De mon côté, d’année en année, je voyais que ma passion pour la nature me poussait inexorablement vers le même destin que le Crazy Snake Man. J’ai, alors, découvert les filles et, de fait, j’ai un peu arrêté de triturer mes jumelles. Il n’empêche que de cette période j’ai gardé beaucoup, et c’est sans doute pour ça qu’on m’a orienté vers un BEP agricole option gestion des ressources forestières. Puisque je ne m’intéressais pas aux cours et que je passais mon temps à regarder les oiseaux, je n’allais pas faire long feu dans un cursus « normal ». J’étais un garçon « spécial » qui devait aller dans une classe « spéciale ». Déporté en Corrèze, j’ai rejoint pas mal de camarades rejetés par le circuit « normal ». Mais j’ai découvert aussi qu’on ne nous apprenait jamais à aimer et respecter la nature, plutôt à faire du rendement, à exploiter la nature comme naguère on réduisait certains hommes en esclavage.

J’ai donc appris que gérer une forêt c’était abattre des chênes et planter à la place des épicéas, parce que les épicéas, ça pousse plus vite. Qu’importe que le sol ne soit pas adapté, de toute façon vu tout le fioul qu’on reversait ensuite sur les arbres morts pour les brûler, il finissait par être toxique. J’ai terminé mon BEP, mais j’ai fini par m’intéresser à autre chose qu’a la nature que l’école m’avait appris à détruire. J’ai définitivement perdu de vue Allain Bougrain Dubourd — et puis bon en apprenant sa liaison avec Brigitte Bardot, ça m’avait plutôt donné envie de ne plus vouloir entendre parler du zozo.
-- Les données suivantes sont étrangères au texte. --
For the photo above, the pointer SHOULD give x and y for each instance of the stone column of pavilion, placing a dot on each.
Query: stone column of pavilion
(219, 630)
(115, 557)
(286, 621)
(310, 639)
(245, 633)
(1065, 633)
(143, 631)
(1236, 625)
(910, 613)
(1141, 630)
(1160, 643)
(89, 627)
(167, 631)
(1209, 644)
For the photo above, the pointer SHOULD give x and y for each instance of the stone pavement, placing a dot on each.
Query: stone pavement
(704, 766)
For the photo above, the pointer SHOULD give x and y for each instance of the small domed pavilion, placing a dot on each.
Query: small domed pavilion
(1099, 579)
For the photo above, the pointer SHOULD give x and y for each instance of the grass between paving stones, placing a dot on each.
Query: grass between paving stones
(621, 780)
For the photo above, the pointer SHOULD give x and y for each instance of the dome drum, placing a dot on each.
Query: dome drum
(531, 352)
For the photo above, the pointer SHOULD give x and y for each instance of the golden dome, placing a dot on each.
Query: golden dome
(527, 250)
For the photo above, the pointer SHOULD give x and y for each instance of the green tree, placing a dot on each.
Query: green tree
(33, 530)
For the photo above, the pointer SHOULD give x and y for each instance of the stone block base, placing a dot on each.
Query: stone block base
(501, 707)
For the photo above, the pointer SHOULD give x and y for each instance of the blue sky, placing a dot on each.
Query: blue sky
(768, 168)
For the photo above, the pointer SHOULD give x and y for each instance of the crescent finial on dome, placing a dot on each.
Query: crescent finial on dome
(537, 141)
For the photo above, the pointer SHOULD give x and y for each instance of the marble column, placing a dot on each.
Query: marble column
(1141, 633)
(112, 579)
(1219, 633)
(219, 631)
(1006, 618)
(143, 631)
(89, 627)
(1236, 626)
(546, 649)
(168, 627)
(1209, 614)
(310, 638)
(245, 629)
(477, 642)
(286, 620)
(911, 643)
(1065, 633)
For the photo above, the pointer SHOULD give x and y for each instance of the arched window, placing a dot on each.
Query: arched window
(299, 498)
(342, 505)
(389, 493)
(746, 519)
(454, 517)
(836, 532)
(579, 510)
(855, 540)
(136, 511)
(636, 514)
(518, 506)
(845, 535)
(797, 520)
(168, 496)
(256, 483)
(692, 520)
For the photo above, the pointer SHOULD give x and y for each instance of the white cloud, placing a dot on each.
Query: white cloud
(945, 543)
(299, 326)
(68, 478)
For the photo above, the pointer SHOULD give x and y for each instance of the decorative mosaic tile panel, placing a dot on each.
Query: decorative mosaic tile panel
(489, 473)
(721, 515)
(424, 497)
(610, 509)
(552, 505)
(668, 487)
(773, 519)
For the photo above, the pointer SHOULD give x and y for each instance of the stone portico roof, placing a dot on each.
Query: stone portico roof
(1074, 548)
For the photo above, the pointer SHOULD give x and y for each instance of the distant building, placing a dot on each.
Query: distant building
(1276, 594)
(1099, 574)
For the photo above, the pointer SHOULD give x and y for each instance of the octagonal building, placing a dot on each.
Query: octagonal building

À sa décharge, il a vécu le parfait amour avec BB bien avant qu’elle ne tourne mal. Passons. De cette époque j’ai tout de même retenu la différence entre un bon et un mauvais chasseur : le bon chasseur ne chasse pas, il se promène avec son chien et termine sa journée au bistrot. Le mauvais chasseur commence sa journée au bistrot et tire sur tout ce qui bouge : sanglier, faisans, buses variables, chats, écolos. J’ai aussi découvert une autre culture que celle de la ville, et des habitudes bien différentes et cela m’a permis d’être plus ouvert sur le monde. J’ai pu m’apercevoir que « les gens de la ville » avaient une vision assez méprisante des « gens de la campagne ». Est ce pour cela qu’une fois redevenu citadin j’ai lié essentiellement des amitiés avec des Picards ? Ma tolérance est devenue sans limites.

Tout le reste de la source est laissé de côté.